Reading the Trace Output

Process Organization

The trace organizes execution into processes and threads:

Core Processes

Each core (0 to N_CORES-1) has its own process showing engine execution

Scratch Processes

Each core has a “Core N Scratch” process showing variable updates

Engine Slots

Within each core process, you’ll see threads for each engine slot:
problem.py:48-55
SLOT_LIMITS = {
    "alu": 12,
    "valu": 6,
    "load": 2,
    "store": 2,
    "flow": 1,
    "debug": 64,
}
Each slot is labeled as {engine}-{slot_number}, such as:
  • alu-0 through alu-11 (12 scalar ALU slots)
  • load-0 and load-1 (2 load slots)
  • store-0 and store-1 (2 store slots)
  • flow-0 (1 flow control slot)

Scratch Variables

In the “Core N Scratch” process, each scratch variable gets its own thread showing when and how it changes:
perf_takehome.py:94-109
tmp1 = self.alloc_scratch("tmp1")
tmp2 = self.alloc_scratch("tmp2")
tmp3 = self.alloc_scratch("tmp3")
init_vars = [
    "rounds",
    "n_nodes",
    "batch_size",
    "forest_height",
    "forest_values_p",
    "inp_indices_p",
    "inp_values_p",
]
Each event shows the variable’s value at that cycle.
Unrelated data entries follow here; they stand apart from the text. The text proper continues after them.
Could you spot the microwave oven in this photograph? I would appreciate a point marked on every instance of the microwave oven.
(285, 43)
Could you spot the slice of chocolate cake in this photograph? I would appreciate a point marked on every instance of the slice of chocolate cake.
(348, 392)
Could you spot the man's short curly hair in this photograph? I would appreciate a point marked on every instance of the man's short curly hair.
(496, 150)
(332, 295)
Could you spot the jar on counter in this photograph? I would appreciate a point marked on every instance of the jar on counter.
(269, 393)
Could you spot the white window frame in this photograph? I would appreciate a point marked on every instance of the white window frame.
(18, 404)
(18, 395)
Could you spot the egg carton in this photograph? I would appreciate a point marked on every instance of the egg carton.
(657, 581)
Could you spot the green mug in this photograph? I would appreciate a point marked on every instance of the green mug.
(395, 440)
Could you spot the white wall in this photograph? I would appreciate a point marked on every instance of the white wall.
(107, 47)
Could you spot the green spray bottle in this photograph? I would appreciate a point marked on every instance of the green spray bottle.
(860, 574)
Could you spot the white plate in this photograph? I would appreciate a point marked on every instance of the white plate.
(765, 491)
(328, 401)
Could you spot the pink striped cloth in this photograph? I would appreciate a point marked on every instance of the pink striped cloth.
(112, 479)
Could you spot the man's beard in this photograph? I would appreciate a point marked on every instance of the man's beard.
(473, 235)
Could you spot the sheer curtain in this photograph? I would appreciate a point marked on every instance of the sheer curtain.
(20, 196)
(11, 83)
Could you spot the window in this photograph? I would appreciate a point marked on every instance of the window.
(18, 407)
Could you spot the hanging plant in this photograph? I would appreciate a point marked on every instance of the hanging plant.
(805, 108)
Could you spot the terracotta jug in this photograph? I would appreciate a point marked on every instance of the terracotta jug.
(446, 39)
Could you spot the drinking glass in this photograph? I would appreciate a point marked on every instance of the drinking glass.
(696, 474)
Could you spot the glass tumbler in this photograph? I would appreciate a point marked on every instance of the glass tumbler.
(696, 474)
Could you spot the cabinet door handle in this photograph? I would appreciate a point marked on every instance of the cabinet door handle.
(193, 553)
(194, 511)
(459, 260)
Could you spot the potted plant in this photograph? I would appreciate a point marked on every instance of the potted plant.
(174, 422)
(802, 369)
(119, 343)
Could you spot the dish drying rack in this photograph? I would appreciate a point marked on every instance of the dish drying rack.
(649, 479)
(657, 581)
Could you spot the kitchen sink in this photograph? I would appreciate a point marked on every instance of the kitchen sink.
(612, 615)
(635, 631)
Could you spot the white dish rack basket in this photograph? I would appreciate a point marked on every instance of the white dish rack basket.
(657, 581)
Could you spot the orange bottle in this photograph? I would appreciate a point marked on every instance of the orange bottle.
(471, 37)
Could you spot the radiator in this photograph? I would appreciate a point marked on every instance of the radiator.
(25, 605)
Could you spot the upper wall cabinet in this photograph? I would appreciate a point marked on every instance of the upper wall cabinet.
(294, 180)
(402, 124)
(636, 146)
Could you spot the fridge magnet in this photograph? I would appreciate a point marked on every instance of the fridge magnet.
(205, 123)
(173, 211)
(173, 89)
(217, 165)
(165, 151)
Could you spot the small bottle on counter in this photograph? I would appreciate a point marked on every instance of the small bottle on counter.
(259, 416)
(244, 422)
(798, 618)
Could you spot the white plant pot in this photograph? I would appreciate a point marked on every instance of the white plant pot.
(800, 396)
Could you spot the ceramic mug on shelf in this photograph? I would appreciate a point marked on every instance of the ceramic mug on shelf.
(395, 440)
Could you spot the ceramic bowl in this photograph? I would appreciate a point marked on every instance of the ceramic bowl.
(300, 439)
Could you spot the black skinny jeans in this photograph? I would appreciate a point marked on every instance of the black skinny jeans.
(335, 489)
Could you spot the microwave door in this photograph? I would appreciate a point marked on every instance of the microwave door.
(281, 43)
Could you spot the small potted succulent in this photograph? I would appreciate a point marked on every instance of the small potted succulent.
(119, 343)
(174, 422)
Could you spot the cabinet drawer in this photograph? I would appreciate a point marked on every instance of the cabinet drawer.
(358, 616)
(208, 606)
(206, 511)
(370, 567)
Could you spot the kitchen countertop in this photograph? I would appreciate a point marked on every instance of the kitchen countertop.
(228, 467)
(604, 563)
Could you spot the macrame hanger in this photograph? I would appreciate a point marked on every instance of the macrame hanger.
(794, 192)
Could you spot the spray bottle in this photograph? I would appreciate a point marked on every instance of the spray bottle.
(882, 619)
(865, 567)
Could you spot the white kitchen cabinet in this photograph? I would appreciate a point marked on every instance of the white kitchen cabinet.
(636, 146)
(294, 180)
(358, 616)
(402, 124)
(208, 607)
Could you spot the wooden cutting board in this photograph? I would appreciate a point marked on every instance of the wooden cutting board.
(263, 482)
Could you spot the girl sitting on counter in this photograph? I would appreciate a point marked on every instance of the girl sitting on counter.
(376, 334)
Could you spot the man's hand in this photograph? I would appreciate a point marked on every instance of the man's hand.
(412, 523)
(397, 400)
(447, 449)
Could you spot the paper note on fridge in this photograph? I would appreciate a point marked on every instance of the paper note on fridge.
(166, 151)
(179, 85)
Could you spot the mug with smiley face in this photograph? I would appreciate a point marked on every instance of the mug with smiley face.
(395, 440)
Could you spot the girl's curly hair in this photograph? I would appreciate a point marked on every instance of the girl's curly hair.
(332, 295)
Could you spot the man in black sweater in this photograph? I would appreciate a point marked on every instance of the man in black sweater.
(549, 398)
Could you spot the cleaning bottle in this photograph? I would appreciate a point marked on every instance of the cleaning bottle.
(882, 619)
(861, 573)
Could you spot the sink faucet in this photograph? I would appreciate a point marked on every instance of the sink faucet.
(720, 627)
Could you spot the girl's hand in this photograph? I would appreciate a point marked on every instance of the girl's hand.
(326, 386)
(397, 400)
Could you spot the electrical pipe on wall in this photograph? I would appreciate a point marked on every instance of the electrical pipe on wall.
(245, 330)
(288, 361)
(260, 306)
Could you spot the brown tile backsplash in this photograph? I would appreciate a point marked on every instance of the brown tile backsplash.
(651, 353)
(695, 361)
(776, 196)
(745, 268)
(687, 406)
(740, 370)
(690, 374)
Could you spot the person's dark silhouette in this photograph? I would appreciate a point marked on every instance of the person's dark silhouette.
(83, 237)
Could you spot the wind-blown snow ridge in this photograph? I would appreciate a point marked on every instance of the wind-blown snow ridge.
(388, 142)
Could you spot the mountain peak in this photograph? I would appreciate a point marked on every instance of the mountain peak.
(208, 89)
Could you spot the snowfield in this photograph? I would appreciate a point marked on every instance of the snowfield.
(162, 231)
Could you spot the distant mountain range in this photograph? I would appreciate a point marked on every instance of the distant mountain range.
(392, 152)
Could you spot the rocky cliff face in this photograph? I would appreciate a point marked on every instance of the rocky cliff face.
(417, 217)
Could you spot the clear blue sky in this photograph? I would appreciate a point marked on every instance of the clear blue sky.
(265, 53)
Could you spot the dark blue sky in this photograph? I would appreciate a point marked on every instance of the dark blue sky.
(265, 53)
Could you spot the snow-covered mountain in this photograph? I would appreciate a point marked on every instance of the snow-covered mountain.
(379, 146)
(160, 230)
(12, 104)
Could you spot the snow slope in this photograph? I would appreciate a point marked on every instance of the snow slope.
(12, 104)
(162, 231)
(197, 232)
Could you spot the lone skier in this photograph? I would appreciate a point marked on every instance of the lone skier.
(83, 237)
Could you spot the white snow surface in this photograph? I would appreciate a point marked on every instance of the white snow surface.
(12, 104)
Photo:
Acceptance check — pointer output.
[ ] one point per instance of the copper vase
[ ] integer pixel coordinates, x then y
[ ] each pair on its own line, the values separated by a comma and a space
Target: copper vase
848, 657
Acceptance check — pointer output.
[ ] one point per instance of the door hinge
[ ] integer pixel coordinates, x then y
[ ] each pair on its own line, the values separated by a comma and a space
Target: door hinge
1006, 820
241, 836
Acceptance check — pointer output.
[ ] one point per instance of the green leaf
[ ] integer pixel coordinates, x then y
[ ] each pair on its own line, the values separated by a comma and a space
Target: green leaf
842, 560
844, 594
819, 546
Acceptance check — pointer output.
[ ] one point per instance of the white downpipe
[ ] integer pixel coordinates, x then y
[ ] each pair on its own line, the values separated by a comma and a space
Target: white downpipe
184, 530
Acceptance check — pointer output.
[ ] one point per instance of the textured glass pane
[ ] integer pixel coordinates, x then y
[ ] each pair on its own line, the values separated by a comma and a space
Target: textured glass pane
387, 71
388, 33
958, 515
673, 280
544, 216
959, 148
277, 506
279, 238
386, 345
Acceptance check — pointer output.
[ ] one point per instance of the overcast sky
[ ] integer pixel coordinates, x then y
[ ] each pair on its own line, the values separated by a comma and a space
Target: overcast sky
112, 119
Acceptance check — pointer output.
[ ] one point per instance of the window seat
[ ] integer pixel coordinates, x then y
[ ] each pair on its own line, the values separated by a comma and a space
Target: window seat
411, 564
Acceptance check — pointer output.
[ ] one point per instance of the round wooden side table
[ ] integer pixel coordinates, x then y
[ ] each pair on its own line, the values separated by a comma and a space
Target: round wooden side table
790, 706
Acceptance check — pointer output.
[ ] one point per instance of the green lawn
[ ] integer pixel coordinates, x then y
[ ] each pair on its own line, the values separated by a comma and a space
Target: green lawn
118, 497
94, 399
Understanding the Timeline

The X-axis represents cycle numbers. Each cycle can execute multiple instructions in parallel across different engine slots.

What to Look For

Instructions in the same cycle on different engine slots execute in parallel. Look for opportunities to pack more operations into each cycle.
Gaps in engine slots indicate unused parallelism. Can you move instructions to fill these slots?
If one engine is constantly full while others are empty, you may have a bottleneck on that engine.
Watch load and store slots to understand memory access patterns and potential optimization opportunities.

Trace Format Details

The trace uses Chrome’s Trace Event Format. Key event types:
problem.py:151-177
def setup_trace(self):
    self.trace = open("trace.json", "w")
    self.trace.write("[")
    tid_counter = 0
    self.tids = {}
    for ci, core in enumerate(self.cores):
        self.trace.write(
            f'{{"name": "process_name", "ph": "M", "pid": {ci}, "tid": 0, "args": {{"name":"Core {ci}"}}}},' + '\n'
        )
        for name, limit in SLOT_LIMITS.items():
            if name == "debug":
                continue
            for i in range(limit):
                tid_counter += 1
                self.trace.write(
                    f'{{"name": "thread_name", "ph": "M", "pid": {ci}, "tid": {tid_counter}, "args": {{"name":"{name}-{i}"}}}},' + '\n'
                )
                self.tids[(ci, name, i)] = tid_counter
You can extend trace_post_step() or trace_slot() in problem.py to add custom trace information if needed.

Troubleshooting

If the browser tab doesn’t open automatically, manually navigate to http://localhost:8000

Common Issues

IssueSolution
Browser tab opens but shows errorEnsure you’ve run the trace test first to generate trace.json
Trace doesn’t refreshCheck that watch_trace.py is still running and re-run the test
Can’t see scratch variablesVerify you’re using alloc_scratch() with a name parameter
Empty traceMake sure trace=True is passed to the Machine constructor

Example: Debugging with Traces

When optimizing, use traces to:
  1. Identify unused cycles — Look for instruction bundles with empty engine slots
  2. Verify VLIW packing — Confirm multiple operations execute in the same cycle
  3. Track data flow — Follow a value through operations by watching scratch variables
  4. Compare implementations — Run traces before and after changes to visualize improvements
The trace viewer’s search and filter features are invaluable for focusing on specific variables or instruction types.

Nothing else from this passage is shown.